Serbia taps FAO expertise in forestry

© FAO/Vasily Maksimov / FAO

Belgrade, 22-February-2017 - A high-level conference in Belgrade today marks the first stage in a recently-begun four-year commitment on the part of FAO. A project worth US$3.75 million, financed by the Global Environment Facility, or GEF, is directed towards the long-term sustainability of forest ecosystems in Serbia.

Main components and expected results of the project were presented by experts in forest inventory, biodiversity, and forest management planning who helped develop the concept.

FAO Assistant Director-General and Regional Representative for Europe and Central Asia Vladimir Rakhmanin underlined the ambitious nature of the project. It “goes beyond purely technical issues,” he said, “and has the potential to change long-established methods of planning and production, to meet current and future challenges of climate change and biodiversity conservation.”

Rakhmanin elaborated on FAO’s recent approach of “increasing its work on integrated and cross-sectoral approaches to address horizontal topics,” such as climate change and biodiversity, land tenure and gender.

Branislav Nedimović, Serbia’s Minister of Agriculture and Environmental Protection, was also a keynote speaker at today’s event.

Forests cover approximately 35 percent of Serbia’s national territory.

FAO’s acknowledged expertise and long experience in forestry make the GEF-funded project a natural next step in the right direction. Serbian authorities collaborated with FAO experts in the project’s preparatory phase.

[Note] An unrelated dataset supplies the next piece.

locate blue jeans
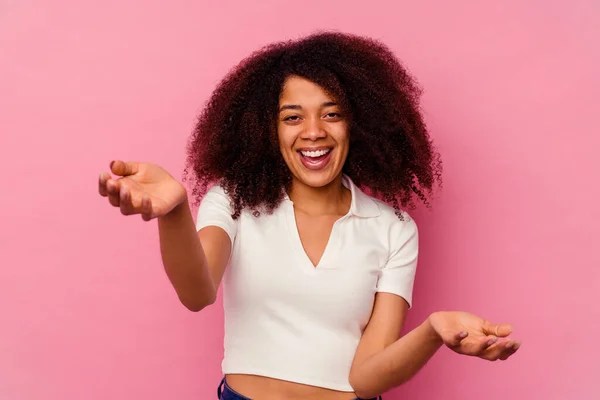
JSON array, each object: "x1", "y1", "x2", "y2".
[{"x1": 217, "y1": 378, "x2": 382, "y2": 400}]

The National Forest Inventory should be transformed by 2020 into an integrated national forest assessment and monitoring tool, fit to handle evolving needs. It should provide consolidated and standardized data, available to the public as well as to government entities. The project also includes a training element targeting forestry administration, institutions, and even forest users.

The Global Environment Facility is an important resource partner of FAO. The two organizations have worked together all over the world, including in Turkey, Central Asia and the Balkans – on areas such as climate change mitigation, and sustainable use of natural resources, especially land.